Figure 3. Generating homozygous KO mutants using the gRNA/Cas9 RNP approach with dual gRNAs for deletion of a DNA fragment. (A) The editing RNP is electroporated into target cells with two sites on the targeted gene to delete a 13 kb region, and single clones are isolated and screened. The genotypes of the candidates are validated using PCR and Sanger sequencing. (B) Four primers, P1 to P4, are used in three PCRs to differentiate KO and WT clones. Based on the PCR results (C), clone 1 is validated to be homozygous KO mutant, which is also confirmed by sequencing results (D).
Figure 4. CRISPR-mediated gene knockin in iPSCs. Knockin of UBC-driven EGFP (2432 bp) into iPSCs was achieved by electroporation of Cas9/gRNA RNP complex and donor vector. (A) Confirmation of EGFP knockin at target site by Sanger sequencing. (B) Genotyping PCR of four single clones with homozygous knockin. The WT locus is 762 bp and the locus with EGFP knockin is 3194 bp. (C) EGFP fluorescence in knockin cells by microscopy. (D) Karyotyping results. (E) Expression of pluripotency markers NANOG, OCT4, and SOX2 in EGFP knockin iPSCs by immunofluorescence to confirm maintained pluripotency.
Resources
FAQ
Cas9 RNPs offer several important advantages over plasmid- or virus-based delivery systems. Because the Cas9 protein and gRNA are introduced in their active forms, gene editing occurs rapidly without the need for transcription or translation. In addition, delivering only protein and RNA means there is no risk of random insertion of DNA into the host genome, and off-target cuts by Cas9 are minimized compared to other delivery approaches because of the speed at which the protein is degraded by the host cell. Additionally, RNPs can be delivered efficiently by electroporation, making them suitable for many cells that are difficult to chemically transfect.
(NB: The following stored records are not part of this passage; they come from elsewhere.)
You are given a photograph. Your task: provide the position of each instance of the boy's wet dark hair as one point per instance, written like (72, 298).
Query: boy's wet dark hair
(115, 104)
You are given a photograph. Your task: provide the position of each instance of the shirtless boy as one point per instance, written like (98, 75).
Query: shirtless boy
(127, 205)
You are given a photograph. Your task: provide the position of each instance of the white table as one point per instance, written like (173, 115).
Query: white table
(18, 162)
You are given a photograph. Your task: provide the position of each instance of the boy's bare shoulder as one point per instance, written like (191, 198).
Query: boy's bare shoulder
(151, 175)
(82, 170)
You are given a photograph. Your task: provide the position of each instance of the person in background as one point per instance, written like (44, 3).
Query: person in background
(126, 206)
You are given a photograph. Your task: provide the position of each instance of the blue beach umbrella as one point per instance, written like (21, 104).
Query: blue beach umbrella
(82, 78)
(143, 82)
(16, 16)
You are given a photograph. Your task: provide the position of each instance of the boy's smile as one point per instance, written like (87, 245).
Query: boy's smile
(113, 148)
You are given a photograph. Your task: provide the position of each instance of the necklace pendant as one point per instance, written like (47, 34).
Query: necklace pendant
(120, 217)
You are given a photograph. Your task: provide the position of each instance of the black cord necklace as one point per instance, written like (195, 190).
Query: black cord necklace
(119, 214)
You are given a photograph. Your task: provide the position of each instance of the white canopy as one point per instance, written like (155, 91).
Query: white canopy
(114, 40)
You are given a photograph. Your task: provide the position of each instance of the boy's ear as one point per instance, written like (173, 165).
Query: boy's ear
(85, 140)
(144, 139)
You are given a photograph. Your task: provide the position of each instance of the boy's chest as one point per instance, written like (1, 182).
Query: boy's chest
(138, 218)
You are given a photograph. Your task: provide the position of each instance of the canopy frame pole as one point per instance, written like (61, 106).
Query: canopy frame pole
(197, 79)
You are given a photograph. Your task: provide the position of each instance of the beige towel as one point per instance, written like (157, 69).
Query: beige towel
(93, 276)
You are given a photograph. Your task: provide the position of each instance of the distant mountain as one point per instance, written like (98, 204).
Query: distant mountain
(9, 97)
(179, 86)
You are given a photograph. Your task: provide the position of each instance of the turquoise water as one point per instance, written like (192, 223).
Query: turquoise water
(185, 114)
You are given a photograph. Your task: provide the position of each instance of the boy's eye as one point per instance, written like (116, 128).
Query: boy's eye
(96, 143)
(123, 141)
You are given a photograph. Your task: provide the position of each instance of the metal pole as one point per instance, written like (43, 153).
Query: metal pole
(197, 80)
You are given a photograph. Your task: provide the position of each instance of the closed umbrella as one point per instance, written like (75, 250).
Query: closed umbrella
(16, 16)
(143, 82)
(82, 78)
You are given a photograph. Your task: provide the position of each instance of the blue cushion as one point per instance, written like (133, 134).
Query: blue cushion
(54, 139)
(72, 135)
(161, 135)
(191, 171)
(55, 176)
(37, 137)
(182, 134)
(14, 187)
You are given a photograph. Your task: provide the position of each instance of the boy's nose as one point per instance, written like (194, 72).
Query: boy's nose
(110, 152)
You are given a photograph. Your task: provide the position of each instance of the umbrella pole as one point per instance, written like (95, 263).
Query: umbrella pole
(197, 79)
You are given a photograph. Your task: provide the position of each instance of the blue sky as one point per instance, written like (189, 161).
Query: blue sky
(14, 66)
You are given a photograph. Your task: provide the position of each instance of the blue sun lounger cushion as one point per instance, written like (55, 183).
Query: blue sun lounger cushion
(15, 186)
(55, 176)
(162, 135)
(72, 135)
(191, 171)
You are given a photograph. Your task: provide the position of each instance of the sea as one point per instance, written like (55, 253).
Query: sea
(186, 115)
This approach also works independently of cell-type specific promoter activity, making it effective across a wide range of cell types.
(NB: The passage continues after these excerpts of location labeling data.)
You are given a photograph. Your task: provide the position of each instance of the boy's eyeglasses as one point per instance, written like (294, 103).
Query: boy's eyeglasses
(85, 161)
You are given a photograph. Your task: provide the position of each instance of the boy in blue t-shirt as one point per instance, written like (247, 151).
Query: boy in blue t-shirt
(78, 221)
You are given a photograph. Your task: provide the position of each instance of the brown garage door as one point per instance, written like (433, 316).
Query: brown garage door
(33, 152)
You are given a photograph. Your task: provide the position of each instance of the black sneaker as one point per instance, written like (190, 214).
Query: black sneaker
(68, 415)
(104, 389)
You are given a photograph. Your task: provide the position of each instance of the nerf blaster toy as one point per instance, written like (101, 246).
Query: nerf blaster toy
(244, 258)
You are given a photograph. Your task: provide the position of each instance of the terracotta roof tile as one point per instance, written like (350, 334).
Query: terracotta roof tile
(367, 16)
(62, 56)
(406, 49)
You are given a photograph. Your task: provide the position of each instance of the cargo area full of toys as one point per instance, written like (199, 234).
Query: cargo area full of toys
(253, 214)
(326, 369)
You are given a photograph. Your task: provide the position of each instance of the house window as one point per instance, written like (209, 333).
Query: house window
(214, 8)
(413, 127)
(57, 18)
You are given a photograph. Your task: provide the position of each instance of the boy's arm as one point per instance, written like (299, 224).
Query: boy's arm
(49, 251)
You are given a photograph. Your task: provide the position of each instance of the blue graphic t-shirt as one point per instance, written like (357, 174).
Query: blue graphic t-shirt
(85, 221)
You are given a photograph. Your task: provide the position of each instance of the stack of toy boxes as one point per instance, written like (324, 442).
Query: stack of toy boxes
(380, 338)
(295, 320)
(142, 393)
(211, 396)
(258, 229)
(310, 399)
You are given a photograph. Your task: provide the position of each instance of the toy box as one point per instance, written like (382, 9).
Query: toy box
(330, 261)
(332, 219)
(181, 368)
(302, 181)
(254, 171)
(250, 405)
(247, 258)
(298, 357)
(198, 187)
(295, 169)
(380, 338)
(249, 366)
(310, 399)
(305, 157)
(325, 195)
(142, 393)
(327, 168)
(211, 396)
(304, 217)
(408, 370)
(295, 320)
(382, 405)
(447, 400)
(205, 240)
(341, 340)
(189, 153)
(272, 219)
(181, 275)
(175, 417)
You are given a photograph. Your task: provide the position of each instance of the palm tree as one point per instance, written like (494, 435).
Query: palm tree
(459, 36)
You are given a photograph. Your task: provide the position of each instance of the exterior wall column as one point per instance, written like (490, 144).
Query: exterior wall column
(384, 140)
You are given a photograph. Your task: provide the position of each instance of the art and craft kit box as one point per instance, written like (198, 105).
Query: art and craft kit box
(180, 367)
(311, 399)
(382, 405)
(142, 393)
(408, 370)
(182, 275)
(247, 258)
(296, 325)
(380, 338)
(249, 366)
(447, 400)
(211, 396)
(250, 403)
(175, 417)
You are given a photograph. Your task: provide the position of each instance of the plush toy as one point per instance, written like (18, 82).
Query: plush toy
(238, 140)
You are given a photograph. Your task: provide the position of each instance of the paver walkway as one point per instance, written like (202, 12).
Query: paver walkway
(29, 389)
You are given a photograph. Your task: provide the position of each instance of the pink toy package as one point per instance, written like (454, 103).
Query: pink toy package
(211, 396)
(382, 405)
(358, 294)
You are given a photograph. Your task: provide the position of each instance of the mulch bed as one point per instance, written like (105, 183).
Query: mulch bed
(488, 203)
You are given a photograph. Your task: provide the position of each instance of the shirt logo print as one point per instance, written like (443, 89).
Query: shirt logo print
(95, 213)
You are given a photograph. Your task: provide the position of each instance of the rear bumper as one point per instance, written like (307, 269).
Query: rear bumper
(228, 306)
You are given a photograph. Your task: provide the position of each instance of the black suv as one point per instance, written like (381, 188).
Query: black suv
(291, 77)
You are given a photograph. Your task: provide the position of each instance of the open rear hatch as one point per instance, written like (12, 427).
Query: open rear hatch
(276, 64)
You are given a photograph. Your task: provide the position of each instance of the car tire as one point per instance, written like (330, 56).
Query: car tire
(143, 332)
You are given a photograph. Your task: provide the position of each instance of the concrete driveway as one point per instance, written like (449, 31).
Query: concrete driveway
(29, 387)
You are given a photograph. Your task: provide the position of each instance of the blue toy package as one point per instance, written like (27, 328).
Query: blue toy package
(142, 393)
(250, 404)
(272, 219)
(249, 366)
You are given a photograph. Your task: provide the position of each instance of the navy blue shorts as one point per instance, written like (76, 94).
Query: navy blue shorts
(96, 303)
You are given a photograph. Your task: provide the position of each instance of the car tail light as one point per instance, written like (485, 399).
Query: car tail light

The transient nature of Cas9 RNPs means that editing occurs quickly after electroporation and then tapers off as the complex is degraded in the cell. This can be useful when transient Cas9 activity is desired, for example, to reduce long-term off-target effects. However, it also means that experiments must be carefully timed, since most editing events will happen relatively quickly after delivery rather than being spread over many days as with more stable Cas9 delivery systems.